Was Polfer eigentlich meint: Politiker*innen sollen weiterhin alles mögliche behaupten können und sich dabei auf angebliche Dokumente berufen, ohne dass diese je gezeigt werden müssen. Journalist*innen und Aktivist*innen interessieren sich in den wenigsten Fällen für die Namen von Beamt*innen, die Dokumente verfasst haben. Diese können ohne Probleme geschwärzt werden. Wichtig ist, dass mit öffentlichen Geldern finanzierte Dokumente auch öffentlich zugänglich sind oder zumindest auf Anfrage von Bürger*innen veröffentlicht werden.

Sollen Politiker*innen weiterhin alles mögliche behaupten können, ohne Dokumente zeigen zu müssen?

Dass es auch anders geht, zeigen nicht nur Beispiele aus dem Ausland. Auch einige Luxemburger Verwaltungen sind vorbildlich und füllen das „Open Data“-Portal des Staates proaktiv mit ihren Datensätzen und Veröffentlichungen. Das ist gut und sollte Standard sein. Das kann jedoch nicht darüber hinwegtäuschen, dass es ein größeres Problem mit der Transparenz in Luxemburg gibt – denn auch wenn manche Daten gerne geteilt werden, so bleiben kritischere Informationen immer noch unter Verschluss. Gerade bei Verträgen mit privaten Firmen wird schnell das Argument der „Geschäftsgeheimnisse“, die angeblich geschützt werden müssten, angeführt. So viele Informationen wie möglich sollten öffentlich sein, besonders wenn Steuergelder ausgegeben werden.

Es geht dabei nicht nur darum, dass Politiker*innen Kritik mit dem Verweis auf geheime Studien abschmettern und Vetternwirtschaft mittels Geheimverträgen führen können. Wenn wir in Zeiten von immer knapper werdenden Ressourcen und zunehmender Polarisierung Debatten führen wollen, dann müssen diese aufgrund von Fakten geführt werden – und dafür werden Informationen und Belege benötigt. Natürlich werden nicht alle Informationen ohne Expertise verständlich sein. Das kann aber niemals ein Argument gegen eine Veröffentlichung sein – denn nur dann können unabhängige Expert*innen Daten analysieren und ihre Sicht der Dinge darlegen.

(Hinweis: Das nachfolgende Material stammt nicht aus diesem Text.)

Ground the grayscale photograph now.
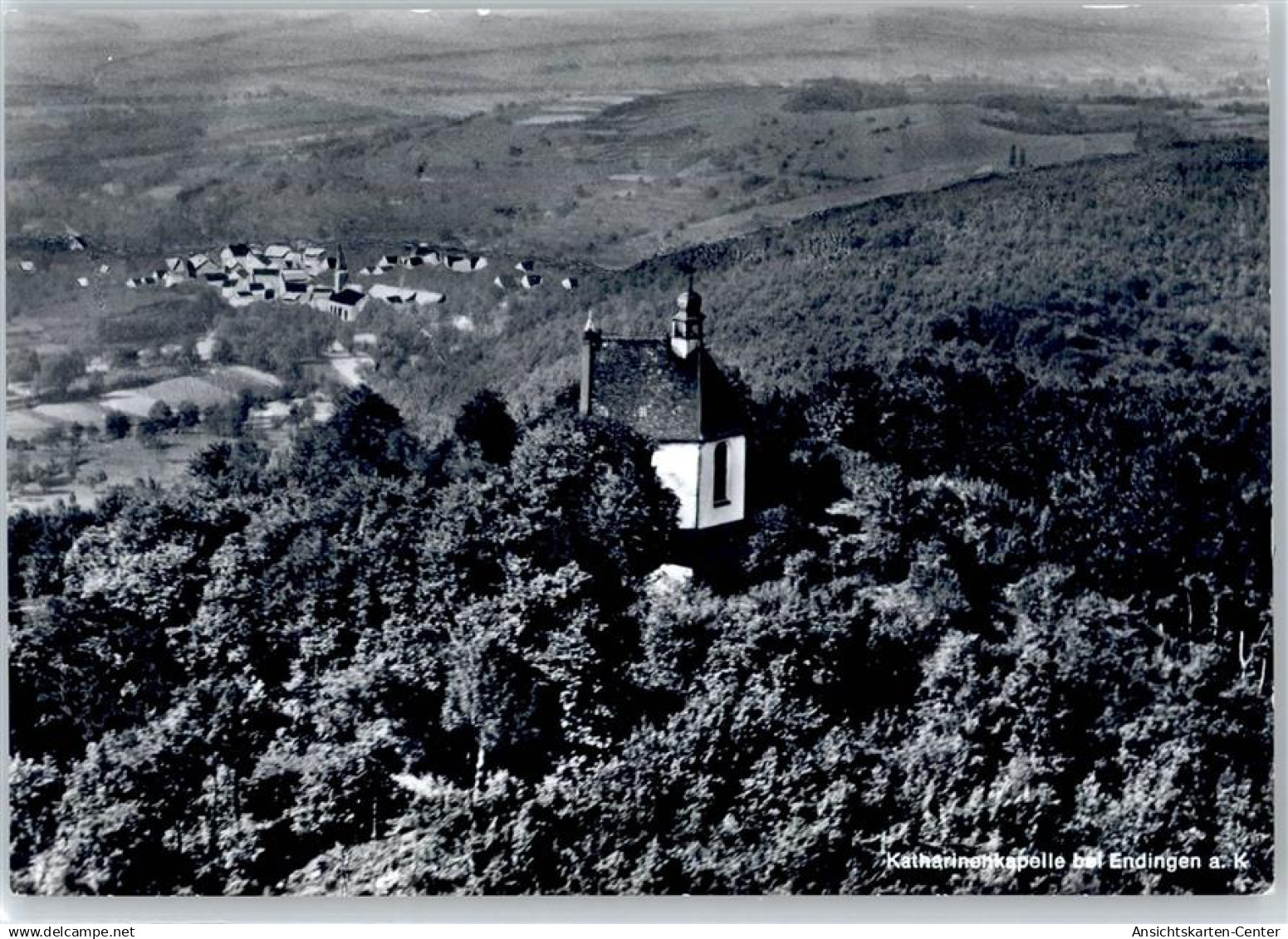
[2,2,1275,897]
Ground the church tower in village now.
[581,281,747,531]
[332,245,349,294]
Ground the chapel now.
[580,283,747,531]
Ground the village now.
[5,234,578,507]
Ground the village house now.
[580,285,747,531]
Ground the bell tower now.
[335,245,349,294]
[671,274,704,359]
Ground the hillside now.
[372,142,1270,428]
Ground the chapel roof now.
[590,337,742,443]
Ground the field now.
[5,10,1266,496]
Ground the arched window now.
[711,441,729,505]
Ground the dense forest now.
[9,137,1274,894]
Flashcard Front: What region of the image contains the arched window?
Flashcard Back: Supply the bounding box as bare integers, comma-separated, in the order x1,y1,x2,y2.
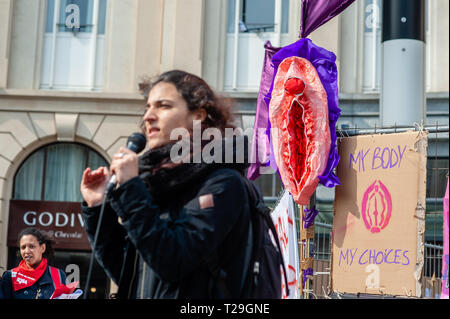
13,143,108,202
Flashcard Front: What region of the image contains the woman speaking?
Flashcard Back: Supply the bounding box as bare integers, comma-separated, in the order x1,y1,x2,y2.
81,71,256,299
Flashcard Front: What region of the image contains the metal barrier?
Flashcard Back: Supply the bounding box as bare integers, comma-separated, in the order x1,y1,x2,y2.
297,123,449,298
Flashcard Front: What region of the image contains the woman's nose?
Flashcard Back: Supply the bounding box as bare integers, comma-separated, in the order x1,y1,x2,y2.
144,107,156,121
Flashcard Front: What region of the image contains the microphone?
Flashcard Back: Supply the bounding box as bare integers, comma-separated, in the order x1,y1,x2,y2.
106,133,147,194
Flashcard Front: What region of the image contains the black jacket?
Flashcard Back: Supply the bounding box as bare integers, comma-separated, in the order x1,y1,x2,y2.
82,167,250,299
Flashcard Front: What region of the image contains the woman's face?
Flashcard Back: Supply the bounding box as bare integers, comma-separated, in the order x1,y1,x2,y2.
19,235,45,268
143,82,206,149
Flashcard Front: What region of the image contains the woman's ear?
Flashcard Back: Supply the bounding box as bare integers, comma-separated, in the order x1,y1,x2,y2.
40,243,47,254
194,108,208,122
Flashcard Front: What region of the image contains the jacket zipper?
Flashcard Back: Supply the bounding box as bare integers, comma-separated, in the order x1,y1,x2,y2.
36,288,41,299
128,252,139,299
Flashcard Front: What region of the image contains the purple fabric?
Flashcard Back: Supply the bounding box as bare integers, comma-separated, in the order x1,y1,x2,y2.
269,39,341,187
300,0,355,38
303,268,314,288
247,41,280,180
303,206,319,229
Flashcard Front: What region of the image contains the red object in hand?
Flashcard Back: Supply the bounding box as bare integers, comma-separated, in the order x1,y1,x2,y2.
269,56,331,205
50,281,78,299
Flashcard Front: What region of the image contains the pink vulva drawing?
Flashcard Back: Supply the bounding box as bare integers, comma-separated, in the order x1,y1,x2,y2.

Der offene Brief von Zug fordert Journalist*innen und NGOs auf, über Transparenzanfragen zu berichten, Verwaltungen auf die Wichtigkeit von Transparenzgesetzen hinzuweisen und sich gegenseitig zu helfen. Als vierten Punkt könnte man hinzufügen: NGOs und Presse sollten mehr Anfragen nach dem Transparenzgesetz stellen. Werden die Verwaltungen öfters mit diesem Gesetz konfrontiert und die diesbezüglichen Anfragen zur Regel, werden diese sicher bald nicht mehr als „Angriff“ wahrgenommen, sondern als eine Normalität, wie sie in einer modernen, transparenten Verwaltung herrschen sollte.